葉步影聽了輕輕熟了口氣,將目光移向了遠處。
“我只希望他可以安穩地過日子,七音肩上的擔子太重了。 ”她輕聲說,“他那麼優秀,卻不快樂,何苦呢?沒了摘星樓,一切都會改變的吧。 ”
“或許。 ”滄陌答。
葉步影找了塊石頭坐了下來,閉上了眼。
“滄陌,我們以後呢?”如果能熬過這劫難,他們倆地未來如何呢?
滄陌笑了,風淡雲輕。
“你說?”
“我們呀,還是老樣子,一年前我就說過了啊,”葉步影吐吐舌頭,晃了晃被風吹亂地一頭青絲,一起盪舟,採藥,為了生計去當個坑蒙拐騙的江湖醫生,賣個膏藥捉個鬼好不好?”

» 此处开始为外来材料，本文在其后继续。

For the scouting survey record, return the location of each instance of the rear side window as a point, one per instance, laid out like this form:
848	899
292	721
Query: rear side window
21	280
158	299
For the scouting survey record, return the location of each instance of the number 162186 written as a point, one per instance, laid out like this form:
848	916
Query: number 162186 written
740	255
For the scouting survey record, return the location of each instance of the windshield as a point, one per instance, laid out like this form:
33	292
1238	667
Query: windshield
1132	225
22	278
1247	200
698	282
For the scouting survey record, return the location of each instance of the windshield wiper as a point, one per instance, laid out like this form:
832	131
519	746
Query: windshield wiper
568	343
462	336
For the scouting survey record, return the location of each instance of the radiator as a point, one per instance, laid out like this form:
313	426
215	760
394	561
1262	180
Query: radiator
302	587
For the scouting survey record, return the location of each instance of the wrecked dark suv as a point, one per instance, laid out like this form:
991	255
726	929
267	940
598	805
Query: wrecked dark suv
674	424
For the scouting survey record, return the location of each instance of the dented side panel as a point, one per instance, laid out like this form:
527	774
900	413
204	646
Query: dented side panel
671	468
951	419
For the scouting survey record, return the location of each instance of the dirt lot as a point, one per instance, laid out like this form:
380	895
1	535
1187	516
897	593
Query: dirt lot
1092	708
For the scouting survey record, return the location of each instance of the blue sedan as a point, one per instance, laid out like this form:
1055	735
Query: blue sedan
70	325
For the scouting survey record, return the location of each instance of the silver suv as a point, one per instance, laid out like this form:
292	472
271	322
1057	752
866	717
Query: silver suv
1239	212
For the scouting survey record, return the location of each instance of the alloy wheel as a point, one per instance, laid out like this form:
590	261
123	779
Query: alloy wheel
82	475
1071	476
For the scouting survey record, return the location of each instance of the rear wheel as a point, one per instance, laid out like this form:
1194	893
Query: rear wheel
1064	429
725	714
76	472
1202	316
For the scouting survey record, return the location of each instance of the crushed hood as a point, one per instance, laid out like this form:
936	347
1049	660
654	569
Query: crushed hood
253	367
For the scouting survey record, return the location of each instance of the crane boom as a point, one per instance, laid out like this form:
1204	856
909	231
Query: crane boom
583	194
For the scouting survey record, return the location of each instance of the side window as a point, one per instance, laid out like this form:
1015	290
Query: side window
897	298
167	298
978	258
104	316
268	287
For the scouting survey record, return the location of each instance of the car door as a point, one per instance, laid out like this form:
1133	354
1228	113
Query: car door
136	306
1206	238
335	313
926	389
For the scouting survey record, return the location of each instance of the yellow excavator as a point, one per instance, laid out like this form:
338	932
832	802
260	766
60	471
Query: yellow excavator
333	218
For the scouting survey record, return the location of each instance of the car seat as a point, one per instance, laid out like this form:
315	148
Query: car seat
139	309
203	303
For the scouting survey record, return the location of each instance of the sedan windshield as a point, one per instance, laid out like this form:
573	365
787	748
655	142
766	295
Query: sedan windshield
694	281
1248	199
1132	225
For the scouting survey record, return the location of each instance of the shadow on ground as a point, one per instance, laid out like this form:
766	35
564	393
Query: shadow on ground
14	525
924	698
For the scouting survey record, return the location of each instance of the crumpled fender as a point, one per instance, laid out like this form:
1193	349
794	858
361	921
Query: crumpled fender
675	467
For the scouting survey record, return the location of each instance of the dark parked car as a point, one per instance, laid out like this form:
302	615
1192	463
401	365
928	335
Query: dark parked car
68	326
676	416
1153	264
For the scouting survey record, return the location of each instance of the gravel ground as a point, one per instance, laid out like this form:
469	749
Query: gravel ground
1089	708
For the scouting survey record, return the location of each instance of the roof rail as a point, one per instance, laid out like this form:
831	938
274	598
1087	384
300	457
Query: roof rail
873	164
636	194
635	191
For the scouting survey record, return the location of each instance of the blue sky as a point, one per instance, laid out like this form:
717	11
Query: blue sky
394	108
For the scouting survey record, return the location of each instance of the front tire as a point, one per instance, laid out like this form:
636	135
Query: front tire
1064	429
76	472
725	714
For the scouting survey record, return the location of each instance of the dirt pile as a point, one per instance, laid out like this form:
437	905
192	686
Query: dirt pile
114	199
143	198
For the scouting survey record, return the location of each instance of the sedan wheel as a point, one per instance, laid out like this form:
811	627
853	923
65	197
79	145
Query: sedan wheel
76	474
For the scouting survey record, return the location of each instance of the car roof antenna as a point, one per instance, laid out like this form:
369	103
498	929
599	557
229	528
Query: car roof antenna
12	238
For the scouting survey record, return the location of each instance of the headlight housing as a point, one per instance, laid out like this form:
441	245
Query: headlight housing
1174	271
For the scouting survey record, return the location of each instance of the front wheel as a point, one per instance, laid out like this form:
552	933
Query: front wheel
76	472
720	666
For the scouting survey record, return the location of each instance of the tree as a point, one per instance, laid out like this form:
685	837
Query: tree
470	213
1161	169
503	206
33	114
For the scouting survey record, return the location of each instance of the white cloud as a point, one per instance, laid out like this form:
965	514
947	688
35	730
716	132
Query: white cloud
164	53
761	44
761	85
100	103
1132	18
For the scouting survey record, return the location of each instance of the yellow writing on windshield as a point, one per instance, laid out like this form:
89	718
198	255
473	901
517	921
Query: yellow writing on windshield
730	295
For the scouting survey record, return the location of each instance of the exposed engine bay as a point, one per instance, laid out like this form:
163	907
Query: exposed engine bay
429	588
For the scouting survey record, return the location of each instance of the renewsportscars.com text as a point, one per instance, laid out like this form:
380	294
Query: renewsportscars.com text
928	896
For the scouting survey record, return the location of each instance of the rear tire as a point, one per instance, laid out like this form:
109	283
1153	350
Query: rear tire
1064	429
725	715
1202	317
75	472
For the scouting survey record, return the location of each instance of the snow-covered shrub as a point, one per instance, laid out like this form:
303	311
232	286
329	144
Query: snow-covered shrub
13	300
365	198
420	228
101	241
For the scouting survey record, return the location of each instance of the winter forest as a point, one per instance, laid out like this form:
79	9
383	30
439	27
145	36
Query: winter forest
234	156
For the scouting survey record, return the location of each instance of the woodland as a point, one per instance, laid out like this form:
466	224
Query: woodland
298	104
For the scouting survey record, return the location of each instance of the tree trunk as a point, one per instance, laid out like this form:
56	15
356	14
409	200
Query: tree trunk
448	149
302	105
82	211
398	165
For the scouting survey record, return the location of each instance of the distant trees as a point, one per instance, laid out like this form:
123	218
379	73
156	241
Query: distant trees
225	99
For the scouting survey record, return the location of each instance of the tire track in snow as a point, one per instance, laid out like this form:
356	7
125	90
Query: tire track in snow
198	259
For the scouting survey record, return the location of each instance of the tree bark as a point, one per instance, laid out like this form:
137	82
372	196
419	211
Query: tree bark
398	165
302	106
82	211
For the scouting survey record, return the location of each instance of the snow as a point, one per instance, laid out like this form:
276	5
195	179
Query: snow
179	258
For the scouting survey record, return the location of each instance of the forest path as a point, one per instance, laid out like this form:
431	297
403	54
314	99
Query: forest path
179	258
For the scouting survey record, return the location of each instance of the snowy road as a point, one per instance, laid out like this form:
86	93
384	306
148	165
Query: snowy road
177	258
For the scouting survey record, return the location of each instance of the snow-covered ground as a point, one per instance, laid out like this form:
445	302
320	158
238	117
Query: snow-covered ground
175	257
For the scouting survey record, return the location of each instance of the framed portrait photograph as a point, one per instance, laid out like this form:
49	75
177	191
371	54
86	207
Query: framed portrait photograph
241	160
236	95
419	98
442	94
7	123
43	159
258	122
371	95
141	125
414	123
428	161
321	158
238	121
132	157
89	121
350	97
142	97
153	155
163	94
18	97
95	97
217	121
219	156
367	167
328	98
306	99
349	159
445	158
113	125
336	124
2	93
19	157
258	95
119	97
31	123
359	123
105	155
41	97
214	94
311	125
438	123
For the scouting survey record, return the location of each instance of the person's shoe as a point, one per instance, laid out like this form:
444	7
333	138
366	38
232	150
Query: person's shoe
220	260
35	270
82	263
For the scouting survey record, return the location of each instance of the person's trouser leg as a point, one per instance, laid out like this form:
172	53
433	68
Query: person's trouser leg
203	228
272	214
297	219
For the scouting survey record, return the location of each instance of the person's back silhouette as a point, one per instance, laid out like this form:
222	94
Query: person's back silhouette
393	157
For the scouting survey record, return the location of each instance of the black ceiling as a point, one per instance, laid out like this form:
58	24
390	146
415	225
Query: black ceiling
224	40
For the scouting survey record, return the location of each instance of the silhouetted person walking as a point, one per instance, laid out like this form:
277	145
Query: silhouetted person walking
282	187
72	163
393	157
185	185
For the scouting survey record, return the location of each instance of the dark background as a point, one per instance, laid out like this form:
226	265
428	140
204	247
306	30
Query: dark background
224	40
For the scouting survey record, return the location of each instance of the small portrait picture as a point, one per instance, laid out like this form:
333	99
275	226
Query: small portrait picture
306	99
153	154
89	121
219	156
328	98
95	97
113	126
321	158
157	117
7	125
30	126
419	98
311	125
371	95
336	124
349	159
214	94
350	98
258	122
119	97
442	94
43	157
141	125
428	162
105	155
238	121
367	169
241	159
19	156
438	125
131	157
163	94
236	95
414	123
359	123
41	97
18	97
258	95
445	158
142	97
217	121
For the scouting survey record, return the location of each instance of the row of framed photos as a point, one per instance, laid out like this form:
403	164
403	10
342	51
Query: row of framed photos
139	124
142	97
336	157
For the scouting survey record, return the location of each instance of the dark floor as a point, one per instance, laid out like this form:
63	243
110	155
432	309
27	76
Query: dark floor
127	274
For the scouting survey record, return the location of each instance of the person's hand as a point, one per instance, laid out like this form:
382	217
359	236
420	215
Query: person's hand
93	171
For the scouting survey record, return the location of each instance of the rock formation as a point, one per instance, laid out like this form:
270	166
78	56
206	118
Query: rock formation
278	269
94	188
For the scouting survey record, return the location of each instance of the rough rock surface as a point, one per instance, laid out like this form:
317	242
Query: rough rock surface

滄陌聽了不接話,只是思量了片刻坐到了她身邊,陪她對著那一輪夕陽。
怎麼能不好呢?
他在心理笑,悄悄跟了一句。 這輩子,下輩子,下下輩子,一直一直這樣下去好了。
日落。
夕陽滿天。
餘暉灑遍了天地。
就在小山坡地一個拐角處,有一襲青衣久久地佇立在那裡,像是壁上的青苔一般,許久不動。
夕陽的光芒只照到了他的髮梢,溫暖如斯。
“影……”
他輕輕開口,聲音因為在喉嚨底壓抑了太久而變得嘶啞,卻透著化不開的情意。
“七音錯過的不曾奢求過全然追回,只是……想你幸福。 ”
山坡之上,那一綠一白兩個身影貼得如此之近,近得沒有縫隙,當然容不下一個他。 他早該知道的不是麼?只是,只是終有些不甘罷了。 畢竟——那曾經是他手心的東西呵……
影,七音想明白了,你卻飛遠了。
影,七音無福,你要幸福。
影,七音愛你之深,你終究是沒法瞭解了對不對?
對不對呵……
塵緣從來都如水,如水一般的平淡,還是如水一般的留不住呢?
夕陽落山的時候,最後照到的,是七音臉上那抹溼痕。
那是堂堂男兒,零閣閣主的淚。
今生只一次,一次為紅顏,紅顏不再,再無執手人。